【コラム】ザ・障害者(20)

人間は偏見を持つ動物=想像力と差別は根底でつながっている

堀 利和

 次の文章は、月間文芸誌「新潮」11月号の編集後記である。

 「新潮45」2018年10月号の特別企画「そんなにおかしいか『杉田水脈』論文」について、小誌の寄稿者や読者から多数の批判が寄せられました。
 同企画に掲載された「政治は『生きづらさ』という主観を救えない」において、筆者の文芸評論家・小川榮太郎氏は「LGBT」と「痴漢症候群の男」を対比し、後者の「困苦こそ極めて根深かろう」と述べました。
 これは言論の自由や意見の多様性に鑑みても、人間にとって変えられない属性に対する蔑視に満ち、認識不足としか言いようのない差別的表現だと小誌は考えます。
 このような表現を掲載したのは「新潮45」ですが、問題は小誌にとっても他人事ではありません。だからこそ多くの小誌寄稿者は、部外者でなく当事者として怒りや危機感の声をあげたのです。
 文学者が自身の表現空間である「新潮」や新潮社を批判すること。それは、自らにも批判の矢を向けることです。
 小誌はそんな寄稿者たちのかたわらで、自らを批判します。そして、差別的表現に傷つかれた方々に、お詫びを申し上げます。
              *
 想像力と差別は根底でつながっており、想像力が生み出す文芸には差別や反差別の芽が常に存在しています。
 そして、すぐれた文芸作品は、人間の想像力を鍛え、差別される者の精神、差別してしまう者の精神を理解することにつながります。
 「新潮45」は休刊となりました。しかし、文芸と差別の問題について、小誌は考えていきたいと思います。
  2018年9月28日
  「新潮」編集長・矢野 優

 この編集後記の中で私の目に留まったのは、「想像力と差別は根底でつながっており」という一文であった。この基本的な認識は、以前より私が機会あるごとに書いてきた「人間は偏見を持つ動物である」と同様の思想と重なるからである。日常生活の中であれ、芸術や文学作品、芸能やその他表現においても、想像と偏見はギリギリのところで裏腹の紙一重の関係にあると言っても過言ではないであろう。その危うさはどうしても避けて通れない。だから、表現や言論の自由が問題になるのである。

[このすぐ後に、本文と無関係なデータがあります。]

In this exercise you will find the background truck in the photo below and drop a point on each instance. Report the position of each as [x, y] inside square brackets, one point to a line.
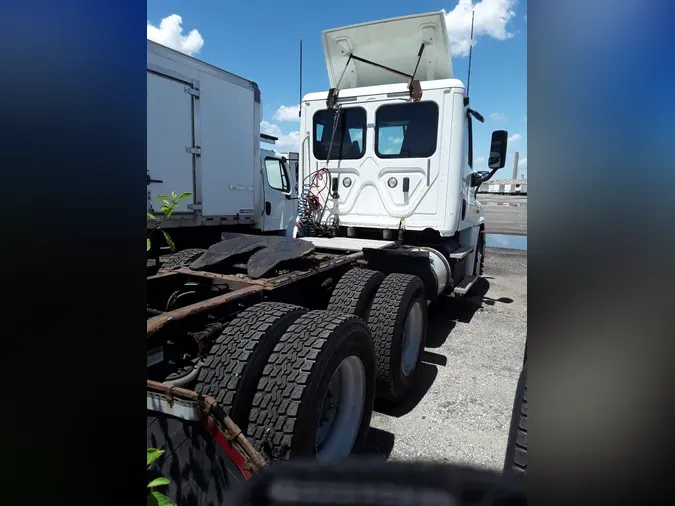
[293, 338]
[204, 138]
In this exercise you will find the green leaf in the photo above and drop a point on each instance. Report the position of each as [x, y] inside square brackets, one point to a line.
[169, 241]
[157, 499]
[153, 453]
[157, 482]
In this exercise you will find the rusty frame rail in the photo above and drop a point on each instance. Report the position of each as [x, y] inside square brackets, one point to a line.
[255, 287]
[252, 459]
[158, 322]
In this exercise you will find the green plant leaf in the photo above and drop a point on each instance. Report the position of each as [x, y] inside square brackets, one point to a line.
[157, 482]
[169, 241]
[153, 453]
[158, 499]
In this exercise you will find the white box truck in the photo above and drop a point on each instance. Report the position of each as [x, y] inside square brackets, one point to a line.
[294, 337]
[204, 137]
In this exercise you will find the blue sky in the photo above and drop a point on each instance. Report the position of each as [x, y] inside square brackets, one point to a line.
[260, 41]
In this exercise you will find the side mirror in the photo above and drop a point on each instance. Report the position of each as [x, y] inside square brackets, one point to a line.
[497, 158]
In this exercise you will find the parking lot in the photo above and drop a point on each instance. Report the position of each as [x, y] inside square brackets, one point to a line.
[504, 214]
[462, 409]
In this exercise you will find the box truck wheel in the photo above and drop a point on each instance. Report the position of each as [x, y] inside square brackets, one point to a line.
[183, 258]
[315, 397]
[398, 321]
[516, 448]
[232, 368]
[355, 291]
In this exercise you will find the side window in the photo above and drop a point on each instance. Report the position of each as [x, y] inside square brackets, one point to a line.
[468, 142]
[348, 138]
[277, 177]
[408, 130]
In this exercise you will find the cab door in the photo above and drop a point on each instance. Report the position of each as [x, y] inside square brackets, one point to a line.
[279, 205]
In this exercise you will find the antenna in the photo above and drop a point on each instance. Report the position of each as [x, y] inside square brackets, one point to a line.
[300, 101]
[468, 78]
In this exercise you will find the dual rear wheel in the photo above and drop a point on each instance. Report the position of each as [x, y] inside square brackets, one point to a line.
[302, 383]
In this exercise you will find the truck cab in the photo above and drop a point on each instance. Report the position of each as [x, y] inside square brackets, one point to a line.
[388, 150]
[278, 193]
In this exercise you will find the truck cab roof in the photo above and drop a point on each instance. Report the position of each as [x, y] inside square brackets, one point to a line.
[394, 43]
[386, 89]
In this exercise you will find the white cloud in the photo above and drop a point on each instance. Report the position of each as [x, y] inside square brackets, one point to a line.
[491, 19]
[288, 113]
[290, 141]
[170, 34]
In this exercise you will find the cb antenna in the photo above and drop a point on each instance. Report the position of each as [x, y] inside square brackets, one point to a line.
[468, 78]
[300, 101]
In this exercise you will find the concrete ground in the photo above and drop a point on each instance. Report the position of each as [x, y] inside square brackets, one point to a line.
[461, 410]
[504, 214]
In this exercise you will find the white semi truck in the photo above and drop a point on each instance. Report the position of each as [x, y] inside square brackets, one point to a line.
[293, 338]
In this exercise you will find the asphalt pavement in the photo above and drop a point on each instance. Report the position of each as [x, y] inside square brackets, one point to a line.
[461, 409]
[504, 214]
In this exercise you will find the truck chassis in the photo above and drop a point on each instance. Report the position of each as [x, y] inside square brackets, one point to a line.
[233, 345]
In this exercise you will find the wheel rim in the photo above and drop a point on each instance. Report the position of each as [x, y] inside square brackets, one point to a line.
[341, 411]
[412, 338]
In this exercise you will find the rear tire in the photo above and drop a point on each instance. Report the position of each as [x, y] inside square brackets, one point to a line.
[183, 258]
[355, 291]
[516, 448]
[199, 469]
[287, 408]
[233, 367]
[400, 303]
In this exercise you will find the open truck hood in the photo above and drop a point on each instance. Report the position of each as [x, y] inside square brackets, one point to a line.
[394, 43]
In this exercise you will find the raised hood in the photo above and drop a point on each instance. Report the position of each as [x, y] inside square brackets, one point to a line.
[394, 43]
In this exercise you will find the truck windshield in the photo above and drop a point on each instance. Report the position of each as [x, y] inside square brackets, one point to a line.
[350, 135]
[407, 130]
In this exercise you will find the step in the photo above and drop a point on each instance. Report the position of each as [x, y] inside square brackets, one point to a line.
[465, 285]
[461, 253]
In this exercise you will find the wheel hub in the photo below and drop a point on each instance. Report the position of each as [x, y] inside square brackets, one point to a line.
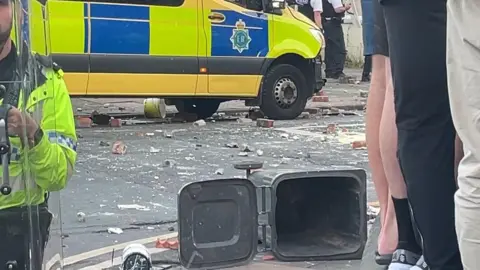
[285, 92]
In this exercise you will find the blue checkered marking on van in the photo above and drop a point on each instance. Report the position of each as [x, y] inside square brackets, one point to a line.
[119, 29]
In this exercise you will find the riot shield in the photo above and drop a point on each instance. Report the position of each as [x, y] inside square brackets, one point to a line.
[32, 145]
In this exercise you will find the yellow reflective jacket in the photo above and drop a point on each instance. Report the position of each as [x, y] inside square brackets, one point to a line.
[50, 163]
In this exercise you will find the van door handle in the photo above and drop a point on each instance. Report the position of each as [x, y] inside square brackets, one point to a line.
[216, 17]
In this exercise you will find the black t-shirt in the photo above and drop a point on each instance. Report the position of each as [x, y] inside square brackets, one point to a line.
[380, 30]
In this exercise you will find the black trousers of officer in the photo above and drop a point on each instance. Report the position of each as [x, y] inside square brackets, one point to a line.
[416, 33]
[23, 237]
[335, 51]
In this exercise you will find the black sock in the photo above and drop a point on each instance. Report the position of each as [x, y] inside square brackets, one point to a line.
[406, 235]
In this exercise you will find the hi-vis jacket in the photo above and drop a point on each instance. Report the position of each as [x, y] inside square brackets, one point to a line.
[49, 164]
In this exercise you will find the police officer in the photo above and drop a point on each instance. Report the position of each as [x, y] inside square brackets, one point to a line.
[312, 9]
[42, 136]
[335, 51]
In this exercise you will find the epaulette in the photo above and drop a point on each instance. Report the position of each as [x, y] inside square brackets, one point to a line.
[47, 62]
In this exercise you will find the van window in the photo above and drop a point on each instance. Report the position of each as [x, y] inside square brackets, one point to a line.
[168, 3]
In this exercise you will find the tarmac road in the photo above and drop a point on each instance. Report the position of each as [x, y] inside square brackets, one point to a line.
[137, 191]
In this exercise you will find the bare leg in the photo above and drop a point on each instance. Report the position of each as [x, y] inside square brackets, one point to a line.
[388, 142]
[376, 97]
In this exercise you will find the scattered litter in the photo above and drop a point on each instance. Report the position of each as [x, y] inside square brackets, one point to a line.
[133, 207]
[231, 145]
[102, 143]
[199, 123]
[246, 148]
[244, 120]
[359, 145]
[154, 150]
[168, 163]
[167, 243]
[81, 217]
[266, 123]
[304, 115]
[119, 148]
[115, 230]
[363, 94]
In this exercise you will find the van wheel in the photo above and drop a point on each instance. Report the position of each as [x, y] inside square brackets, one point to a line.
[203, 108]
[284, 92]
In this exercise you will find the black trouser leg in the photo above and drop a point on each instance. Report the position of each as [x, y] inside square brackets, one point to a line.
[334, 47]
[417, 37]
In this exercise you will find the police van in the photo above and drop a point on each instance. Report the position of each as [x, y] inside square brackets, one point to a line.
[193, 53]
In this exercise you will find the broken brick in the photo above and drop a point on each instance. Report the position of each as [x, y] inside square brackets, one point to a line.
[172, 244]
[268, 257]
[115, 122]
[84, 122]
[331, 128]
[320, 99]
[359, 144]
[161, 243]
[266, 123]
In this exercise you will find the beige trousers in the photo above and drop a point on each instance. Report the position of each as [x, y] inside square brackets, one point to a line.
[463, 64]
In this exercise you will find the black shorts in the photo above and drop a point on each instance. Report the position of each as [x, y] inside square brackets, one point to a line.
[380, 30]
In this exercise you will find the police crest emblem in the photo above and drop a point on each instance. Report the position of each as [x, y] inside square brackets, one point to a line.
[240, 37]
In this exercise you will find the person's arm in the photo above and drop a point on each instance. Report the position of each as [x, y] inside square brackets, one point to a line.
[339, 6]
[317, 6]
[53, 156]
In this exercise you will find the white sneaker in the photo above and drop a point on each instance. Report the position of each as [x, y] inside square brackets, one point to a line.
[403, 260]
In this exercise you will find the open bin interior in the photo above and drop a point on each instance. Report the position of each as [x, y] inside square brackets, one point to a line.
[318, 218]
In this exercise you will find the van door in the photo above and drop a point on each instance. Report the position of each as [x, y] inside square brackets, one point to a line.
[143, 48]
[238, 42]
[69, 42]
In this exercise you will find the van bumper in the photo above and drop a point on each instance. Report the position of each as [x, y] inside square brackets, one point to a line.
[319, 78]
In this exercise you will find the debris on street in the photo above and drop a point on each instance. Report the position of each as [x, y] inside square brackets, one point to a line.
[81, 217]
[231, 145]
[199, 123]
[115, 231]
[103, 143]
[266, 123]
[244, 120]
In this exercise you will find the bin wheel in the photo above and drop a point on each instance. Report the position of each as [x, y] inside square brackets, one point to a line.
[284, 92]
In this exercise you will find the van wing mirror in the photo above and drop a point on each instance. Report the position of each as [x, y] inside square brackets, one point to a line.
[277, 4]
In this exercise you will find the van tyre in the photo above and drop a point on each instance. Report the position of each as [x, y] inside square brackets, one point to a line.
[203, 108]
[284, 92]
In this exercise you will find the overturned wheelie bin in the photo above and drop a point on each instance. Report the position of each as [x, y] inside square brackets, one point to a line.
[298, 215]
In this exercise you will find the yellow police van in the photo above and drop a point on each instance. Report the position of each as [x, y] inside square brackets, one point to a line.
[193, 53]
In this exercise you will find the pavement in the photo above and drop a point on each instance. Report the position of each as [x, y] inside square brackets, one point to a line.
[116, 198]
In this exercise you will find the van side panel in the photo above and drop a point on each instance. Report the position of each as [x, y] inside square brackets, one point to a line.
[68, 41]
[237, 49]
[143, 50]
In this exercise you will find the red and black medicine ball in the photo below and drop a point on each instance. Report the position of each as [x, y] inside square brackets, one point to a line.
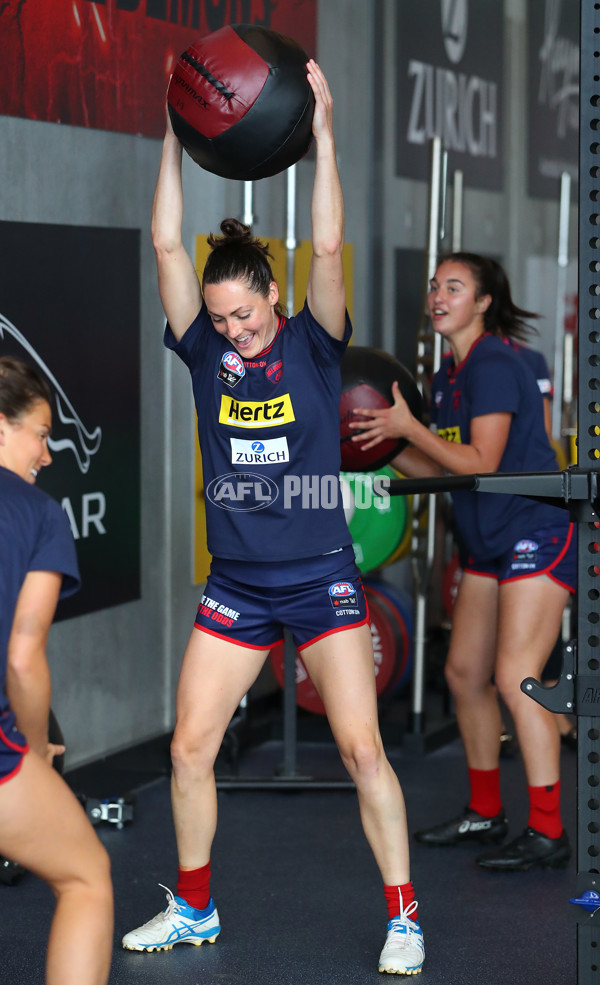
[240, 102]
[367, 377]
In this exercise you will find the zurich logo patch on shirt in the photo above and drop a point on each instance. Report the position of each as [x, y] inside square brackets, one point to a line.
[231, 369]
[268, 452]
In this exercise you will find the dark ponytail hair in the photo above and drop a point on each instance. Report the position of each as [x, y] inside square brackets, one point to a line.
[20, 388]
[502, 317]
[238, 255]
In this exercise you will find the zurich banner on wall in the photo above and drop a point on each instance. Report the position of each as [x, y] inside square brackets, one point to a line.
[553, 128]
[449, 57]
[69, 306]
[106, 64]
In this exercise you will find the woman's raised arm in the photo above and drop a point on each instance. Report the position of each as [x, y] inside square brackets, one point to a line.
[326, 292]
[178, 283]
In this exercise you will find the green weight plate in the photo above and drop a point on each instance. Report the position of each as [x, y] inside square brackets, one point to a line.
[379, 523]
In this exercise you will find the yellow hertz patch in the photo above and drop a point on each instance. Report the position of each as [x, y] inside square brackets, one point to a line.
[256, 413]
[450, 434]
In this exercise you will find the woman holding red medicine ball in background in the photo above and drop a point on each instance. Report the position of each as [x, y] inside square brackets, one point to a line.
[518, 556]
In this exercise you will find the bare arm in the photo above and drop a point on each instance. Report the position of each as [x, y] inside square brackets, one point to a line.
[415, 465]
[178, 283]
[27, 674]
[489, 434]
[326, 292]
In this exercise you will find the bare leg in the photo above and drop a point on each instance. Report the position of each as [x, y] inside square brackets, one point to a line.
[44, 828]
[341, 667]
[214, 677]
[469, 670]
[530, 618]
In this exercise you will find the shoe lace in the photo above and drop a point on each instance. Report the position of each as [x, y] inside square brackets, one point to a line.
[403, 928]
[171, 907]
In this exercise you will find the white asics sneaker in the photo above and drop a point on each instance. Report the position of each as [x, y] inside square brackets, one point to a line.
[178, 923]
[403, 952]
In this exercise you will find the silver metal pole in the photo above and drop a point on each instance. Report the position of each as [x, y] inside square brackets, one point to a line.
[291, 242]
[248, 216]
[422, 566]
[457, 211]
[561, 288]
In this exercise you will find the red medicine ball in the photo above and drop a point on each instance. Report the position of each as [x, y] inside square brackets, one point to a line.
[367, 377]
[240, 102]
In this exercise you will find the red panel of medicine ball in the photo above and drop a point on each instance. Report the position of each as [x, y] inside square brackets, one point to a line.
[240, 102]
[367, 377]
[384, 657]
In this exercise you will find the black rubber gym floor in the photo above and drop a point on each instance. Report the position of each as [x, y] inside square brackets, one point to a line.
[299, 895]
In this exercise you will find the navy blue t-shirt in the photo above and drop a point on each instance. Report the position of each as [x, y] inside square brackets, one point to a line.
[269, 431]
[492, 379]
[538, 365]
[34, 536]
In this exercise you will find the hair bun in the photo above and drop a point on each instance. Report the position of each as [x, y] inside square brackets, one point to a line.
[235, 231]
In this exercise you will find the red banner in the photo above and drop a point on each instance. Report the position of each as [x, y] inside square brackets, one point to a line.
[106, 64]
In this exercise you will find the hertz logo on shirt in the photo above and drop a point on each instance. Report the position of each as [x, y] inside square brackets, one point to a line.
[256, 413]
[450, 434]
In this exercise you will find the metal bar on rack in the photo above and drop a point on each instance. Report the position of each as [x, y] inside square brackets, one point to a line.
[291, 242]
[561, 289]
[457, 211]
[248, 203]
[422, 566]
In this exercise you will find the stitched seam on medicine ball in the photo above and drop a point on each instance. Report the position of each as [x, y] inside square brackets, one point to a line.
[219, 86]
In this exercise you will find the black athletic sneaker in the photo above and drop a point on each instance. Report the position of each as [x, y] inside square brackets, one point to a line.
[468, 826]
[530, 850]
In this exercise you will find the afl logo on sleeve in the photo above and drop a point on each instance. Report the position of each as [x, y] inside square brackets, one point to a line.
[274, 370]
[256, 413]
[231, 369]
[450, 434]
[342, 593]
[525, 549]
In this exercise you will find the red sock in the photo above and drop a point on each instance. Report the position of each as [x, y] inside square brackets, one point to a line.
[193, 886]
[396, 895]
[544, 810]
[485, 792]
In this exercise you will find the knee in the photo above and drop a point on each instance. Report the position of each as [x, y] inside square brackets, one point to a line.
[462, 680]
[508, 685]
[362, 755]
[87, 878]
[193, 750]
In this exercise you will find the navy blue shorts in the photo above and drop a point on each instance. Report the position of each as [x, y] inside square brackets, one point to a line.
[312, 597]
[13, 746]
[550, 550]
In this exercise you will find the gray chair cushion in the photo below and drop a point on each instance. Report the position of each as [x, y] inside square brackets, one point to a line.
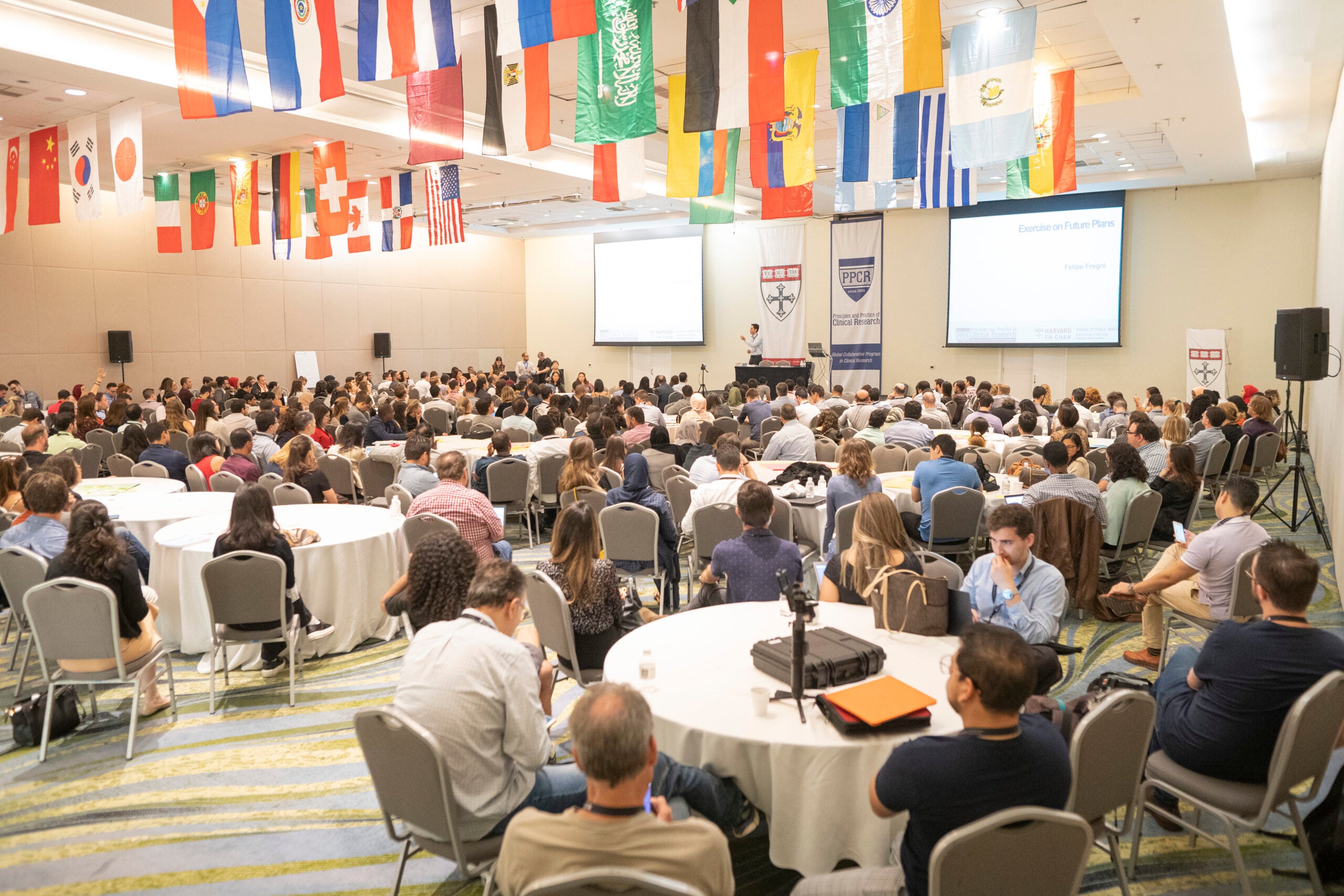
[1230, 796]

 動物は本能に従って行動する。自然界の中でたとえ学習したにしても、それは本能に転化する。だから、動物は偏見を持たない。ビーバーが巣(ダム)を作るにしても、人間が予め設計図を書いてダムを造るのとは明らかに違う。人間は頭の中で想像して設計図を書く。つまり、人間は動物と違って想像力をもって行動する。想像する、類推する、推察するのである。

 しかしながら、一連のこうした意識作用、精神作用は同時に偏見や差別も生み出す。目にしたたった一つの事象に対しても、想像と類推をもって、あたかも全てを推し量り、全体を体系づけようとさえするのである。その限りでは偏見はきわめて人間的、だがそれは至って非人間的でもある。だからこそ、私たちは常に「人間は偏見をもつ動物である」と自覚し、常にそれを検証しなければならない。
 といって、私がいうこの「偏見」は人間的で可愛くもある。しかし、その一方には非人間的で可愛くもなく、悪質なものも多数ある。つまり、目の前の「同じ」事象であっても、それをどう理解し、どう表現するかである。その分かれ目は、認識主体の思想的立場に深く関わってくる、そう言ってもよいのではなかろうか。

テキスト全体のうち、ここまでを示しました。